Analyzing with In-Database Python and STO
This use case shows how to use teradataml functions to prepare data for analysis, and then run analytics with In-DB Python interpreters and add-on packages through the SCRIPT Table Operator (STO).
The datasets used in this use case are CSV files that we will upload to Vantage using Teradata Studio.
Before running the example Jupyter notebook AnalyzingSTO.ipynb for this use case, extract the attached zip file DataScience-Python_UseCases.zip and make the following changes:
- In the Jupyter notebook AnalyzingSTO.ipynb:
- Replace the <host>, <username>, <password> and <database> with the actual host, username, password and database for your system;
- Replace the <files_local_path> with the actual local path where you saved the Python script file.
- In the Python script file ex1pSco.py, replace the <database> with the actual database for your system.
Uploading Data Files using Teradata Studio
The data files used in this example are three CSV files included in the attached zip file DataScience-Python_Datafiles.zip.
Follow the steps below to upload the files to Vantage using Teradata Studio.
See Teradata Studio™ User Guide, B035-2041 for details on how to use Teradata Studio.
Repeat these steps for all the three data files in the attachment:
- Launch the software and establish a connection to the target Vantage system.
- Navigate to the database where you want to create the three tables that are used to store the CSV data.
- Click the database name to expand the list of objects in it.
- Right click Tables in the desired target database and select Teradata > Data Transfer.
- In the Data Transfer Wizard window,
- a.

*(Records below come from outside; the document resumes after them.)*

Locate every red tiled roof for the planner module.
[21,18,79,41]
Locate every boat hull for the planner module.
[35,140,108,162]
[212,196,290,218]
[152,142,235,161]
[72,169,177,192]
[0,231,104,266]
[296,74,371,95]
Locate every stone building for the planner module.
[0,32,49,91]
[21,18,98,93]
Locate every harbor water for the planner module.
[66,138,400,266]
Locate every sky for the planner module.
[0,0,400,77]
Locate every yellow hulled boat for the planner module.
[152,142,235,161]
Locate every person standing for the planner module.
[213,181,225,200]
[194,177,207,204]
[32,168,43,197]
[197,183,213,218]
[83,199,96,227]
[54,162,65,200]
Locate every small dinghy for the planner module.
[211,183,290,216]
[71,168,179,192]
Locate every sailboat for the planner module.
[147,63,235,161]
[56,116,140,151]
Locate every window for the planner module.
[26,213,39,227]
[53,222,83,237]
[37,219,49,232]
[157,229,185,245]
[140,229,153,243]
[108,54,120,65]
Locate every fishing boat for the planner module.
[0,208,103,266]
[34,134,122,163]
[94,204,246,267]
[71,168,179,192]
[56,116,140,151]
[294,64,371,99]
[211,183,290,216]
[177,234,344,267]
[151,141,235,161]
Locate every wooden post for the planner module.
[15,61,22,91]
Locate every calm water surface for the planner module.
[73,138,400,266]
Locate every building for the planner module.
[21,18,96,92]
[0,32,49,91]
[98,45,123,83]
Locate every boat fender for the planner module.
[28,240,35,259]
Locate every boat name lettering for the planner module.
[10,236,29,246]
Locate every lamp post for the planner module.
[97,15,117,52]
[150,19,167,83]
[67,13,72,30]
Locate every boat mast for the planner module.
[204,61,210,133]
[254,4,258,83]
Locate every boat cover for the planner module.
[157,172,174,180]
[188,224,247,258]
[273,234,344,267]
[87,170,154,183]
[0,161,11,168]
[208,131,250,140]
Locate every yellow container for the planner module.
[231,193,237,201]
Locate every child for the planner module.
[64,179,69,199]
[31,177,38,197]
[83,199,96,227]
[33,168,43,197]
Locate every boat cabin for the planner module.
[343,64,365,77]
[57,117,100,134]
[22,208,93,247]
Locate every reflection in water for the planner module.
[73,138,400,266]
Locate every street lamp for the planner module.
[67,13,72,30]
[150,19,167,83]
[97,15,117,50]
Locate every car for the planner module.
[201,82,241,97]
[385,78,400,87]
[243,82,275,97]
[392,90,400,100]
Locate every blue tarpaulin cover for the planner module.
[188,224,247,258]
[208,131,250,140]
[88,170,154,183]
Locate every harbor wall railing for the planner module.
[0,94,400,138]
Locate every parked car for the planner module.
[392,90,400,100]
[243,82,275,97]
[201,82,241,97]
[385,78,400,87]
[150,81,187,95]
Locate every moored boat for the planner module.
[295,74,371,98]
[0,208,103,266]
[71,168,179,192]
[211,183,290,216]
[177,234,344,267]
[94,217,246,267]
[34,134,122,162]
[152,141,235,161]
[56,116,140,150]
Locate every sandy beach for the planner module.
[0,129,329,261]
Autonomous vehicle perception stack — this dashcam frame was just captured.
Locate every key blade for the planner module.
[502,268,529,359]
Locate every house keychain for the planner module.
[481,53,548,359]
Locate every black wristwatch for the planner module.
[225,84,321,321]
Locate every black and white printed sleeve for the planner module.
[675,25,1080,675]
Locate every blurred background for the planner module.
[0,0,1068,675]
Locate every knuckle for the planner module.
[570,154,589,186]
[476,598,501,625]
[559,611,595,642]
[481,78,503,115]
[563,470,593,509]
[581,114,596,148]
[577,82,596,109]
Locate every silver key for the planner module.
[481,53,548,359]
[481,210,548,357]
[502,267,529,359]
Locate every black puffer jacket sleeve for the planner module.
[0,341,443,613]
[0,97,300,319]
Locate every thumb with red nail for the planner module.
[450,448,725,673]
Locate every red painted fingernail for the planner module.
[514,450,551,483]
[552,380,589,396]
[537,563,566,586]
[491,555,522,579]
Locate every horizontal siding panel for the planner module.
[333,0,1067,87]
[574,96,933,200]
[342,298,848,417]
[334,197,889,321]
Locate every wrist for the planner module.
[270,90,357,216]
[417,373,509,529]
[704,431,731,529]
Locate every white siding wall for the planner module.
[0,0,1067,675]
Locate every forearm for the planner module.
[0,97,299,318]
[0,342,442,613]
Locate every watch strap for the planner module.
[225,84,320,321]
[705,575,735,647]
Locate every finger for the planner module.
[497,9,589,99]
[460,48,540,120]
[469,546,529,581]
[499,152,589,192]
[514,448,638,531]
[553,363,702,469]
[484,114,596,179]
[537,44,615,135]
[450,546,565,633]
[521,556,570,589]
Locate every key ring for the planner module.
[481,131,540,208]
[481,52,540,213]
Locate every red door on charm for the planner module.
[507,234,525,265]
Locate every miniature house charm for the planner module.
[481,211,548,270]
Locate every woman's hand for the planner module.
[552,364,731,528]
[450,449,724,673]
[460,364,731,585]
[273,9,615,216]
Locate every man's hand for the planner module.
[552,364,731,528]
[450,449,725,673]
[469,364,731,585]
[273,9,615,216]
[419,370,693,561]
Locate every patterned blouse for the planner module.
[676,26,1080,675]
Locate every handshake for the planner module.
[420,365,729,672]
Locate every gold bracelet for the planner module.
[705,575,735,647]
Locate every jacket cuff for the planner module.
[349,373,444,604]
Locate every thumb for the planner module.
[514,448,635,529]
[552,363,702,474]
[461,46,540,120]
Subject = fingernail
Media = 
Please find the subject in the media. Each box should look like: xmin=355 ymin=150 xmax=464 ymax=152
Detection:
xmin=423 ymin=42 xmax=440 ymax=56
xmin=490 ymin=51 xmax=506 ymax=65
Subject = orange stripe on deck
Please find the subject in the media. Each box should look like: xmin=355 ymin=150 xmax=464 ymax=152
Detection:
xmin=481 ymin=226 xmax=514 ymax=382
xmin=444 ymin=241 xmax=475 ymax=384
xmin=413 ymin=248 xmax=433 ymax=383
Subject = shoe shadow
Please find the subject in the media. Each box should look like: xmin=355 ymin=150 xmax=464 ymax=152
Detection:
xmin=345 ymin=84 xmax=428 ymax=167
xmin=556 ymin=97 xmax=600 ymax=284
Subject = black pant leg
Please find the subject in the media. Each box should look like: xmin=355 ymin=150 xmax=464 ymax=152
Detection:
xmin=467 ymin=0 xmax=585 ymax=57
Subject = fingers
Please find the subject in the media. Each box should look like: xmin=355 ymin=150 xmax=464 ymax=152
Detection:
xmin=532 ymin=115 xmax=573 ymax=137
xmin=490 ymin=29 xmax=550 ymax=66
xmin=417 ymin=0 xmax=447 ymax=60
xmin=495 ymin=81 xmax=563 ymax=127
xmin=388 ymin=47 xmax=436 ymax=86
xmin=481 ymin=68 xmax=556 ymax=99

Use the “External File” source option that uses the Smart Load utility;b. Click the “Launch” button.
- In the Import Data window:
- Ensure the “Column Labels in First Row” button is checked.
- Specify “Comma” under File Options > Column Delimiter.
- Specify “None” under File Options > Character String Delimite.
- Specify “Windows OS” under File Options > Line Separator. Or choose the operating system you have.
- Click “Finish” button at the bottom.
- The Table Column Data Types window displays a sample of the data and their interpreted types in the manner Teradata Studio plans to import them into the database. Use the information in the attached “Table DDL details for the data” file to make any changes as needed in this window.
- The SQL Preview window displays a preview of the table DDL based on your preceding input. Ensure this preview matches the specifications provided in the attached “Table DDL details for the data” file.
- Click “Finish”.
- The data upload begins automatically. Wait until the upload is complete.
- After the upload, verify in Teradata Studio that the tables are present in the desired destination locations.
Preparing Data for Analysis
After Uploading Data Files using Teradata Studio, you will use teradataml functions to perform a series of operations on the data, to produce an Analytic Data Set (ADS) with the features needed for the analysis.
Scoring using Script Table Operator
After Uploading Data Files using Teradata Studio and then Preparing Data for Analysis, you can perform scoring on the test dataset by in-database execution of a Python script on the Advanced SQL Engine using Script Table Operator.
The in-database execution of a Python script is supported by the Python interpreter and add-ons packages installed in the Advanced SQL Engine.